Erarbeiten des Film-Plots

Für die Erarbeitung eines Drehbuchs sind grundsätzliche Kenntnisse über die Dramaturgie von Filmen nötig. Auch wenn wir alle Filme gern und viel wahrnehmen, so bleibt uns doch bei guten Filmen die Struktur verborgen. Einige Informationen zu dramaturgischen Fragen von Filmen finden Sie hier.

Aus der Stoffsammlung wird als nächstes die Geschichte entwickelt. Oft haben die Schüler:innen einen eher formalen Zugang, d.h. sie schlagen vor, einen Film eine bestimmten Genres zu produzieren, z.B. einen Kriminalfilm, einen Actionfilm, eine Horrorfilm, eine Komödie u.a.. Die Aufgabe besteht dann darin, die gesammelten Fakten darauf zu überprüfen, für welche Art Film sie sich eignen. Eine Methode dazu ist, sich von den Schüler:innen eine Geschichte erzählen zu lassen, die auf ihren gesammelten Fakten basiert. Diese Phase kann mitunter sehr chaotisch sein. Man kann das Gefühl bekommen, dass es nicht vorwärts geht. Aber es ist äußerst wichtig, sich die Zeit zu nehmen, die es dafür benötigt.
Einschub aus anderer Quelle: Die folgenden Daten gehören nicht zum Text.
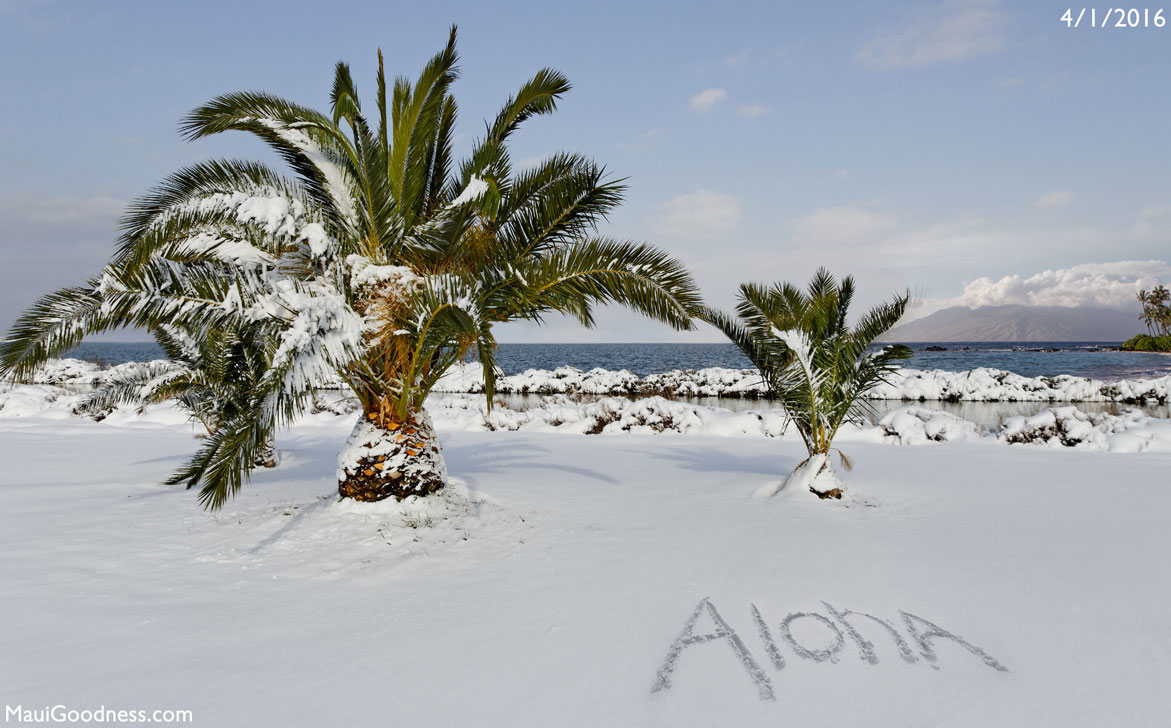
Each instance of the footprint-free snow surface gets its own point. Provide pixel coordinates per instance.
(568, 579)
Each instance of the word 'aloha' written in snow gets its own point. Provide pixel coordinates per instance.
(837, 630)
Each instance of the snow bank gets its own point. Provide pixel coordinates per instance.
(906, 384)
(1131, 431)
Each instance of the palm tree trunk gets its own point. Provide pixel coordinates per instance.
(267, 455)
(385, 458)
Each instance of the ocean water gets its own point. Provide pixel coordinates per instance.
(1028, 359)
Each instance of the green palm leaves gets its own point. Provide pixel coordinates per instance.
(813, 361)
(381, 260)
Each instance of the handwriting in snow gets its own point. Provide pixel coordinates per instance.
(839, 630)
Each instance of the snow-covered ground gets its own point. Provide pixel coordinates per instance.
(908, 384)
(623, 579)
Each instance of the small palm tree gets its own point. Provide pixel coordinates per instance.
(814, 363)
(381, 261)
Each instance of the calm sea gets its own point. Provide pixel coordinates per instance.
(1031, 359)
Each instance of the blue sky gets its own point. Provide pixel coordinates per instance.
(972, 151)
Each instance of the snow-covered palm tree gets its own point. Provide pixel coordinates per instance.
(814, 363)
(381, 261)
(211, 378)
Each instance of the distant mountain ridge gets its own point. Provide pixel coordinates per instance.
(1019, 323)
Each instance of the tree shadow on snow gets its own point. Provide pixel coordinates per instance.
(709, 459)
(468, 461)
Die Schüler:innen werden sich im Verlauf des Prozesses sicherer, wie sie ihren Film gestalten wollen und welche Aussage er haben soll. 
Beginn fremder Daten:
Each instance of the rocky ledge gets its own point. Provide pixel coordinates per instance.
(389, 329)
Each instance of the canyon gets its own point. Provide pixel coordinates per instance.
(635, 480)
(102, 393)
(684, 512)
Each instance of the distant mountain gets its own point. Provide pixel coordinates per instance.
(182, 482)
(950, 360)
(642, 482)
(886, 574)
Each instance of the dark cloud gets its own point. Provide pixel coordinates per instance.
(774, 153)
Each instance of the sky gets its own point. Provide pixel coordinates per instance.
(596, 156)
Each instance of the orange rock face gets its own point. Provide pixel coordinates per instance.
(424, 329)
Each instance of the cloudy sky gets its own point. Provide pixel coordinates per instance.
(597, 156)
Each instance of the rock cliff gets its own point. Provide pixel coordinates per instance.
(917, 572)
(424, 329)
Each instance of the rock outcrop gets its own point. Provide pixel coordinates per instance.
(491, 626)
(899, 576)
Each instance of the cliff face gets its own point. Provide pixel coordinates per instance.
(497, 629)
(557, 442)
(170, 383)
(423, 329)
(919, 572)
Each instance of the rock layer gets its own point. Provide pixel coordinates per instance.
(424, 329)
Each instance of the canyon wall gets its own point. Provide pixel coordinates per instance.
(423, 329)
Sobald einzelnen Elemente für den Film festgelegt wurden, sollten diese notiert werden. Dafür eignen sich Metaplankarten, da man diese in der Folge der Arbeit in der Reihenfolge anordnen und überprüfen kann, ob die Geschichte funktioniert, d.h. glaubhaft wirkt. Aus der Geschichte folgt auch, welche handelnden Personen im Film vorkommen werden.

Nun müssen die Szenen immer konkreter ausformuliert werden. Dieses „Abtreppen“ folgt dem Schema: vom Abstrakten zum Konkreten. Am Ende sollten konkrete Dialoge der Protagonisten und eine Abfolge der einzelnen Einstellungen als Drehplan aufgeschrieben sein.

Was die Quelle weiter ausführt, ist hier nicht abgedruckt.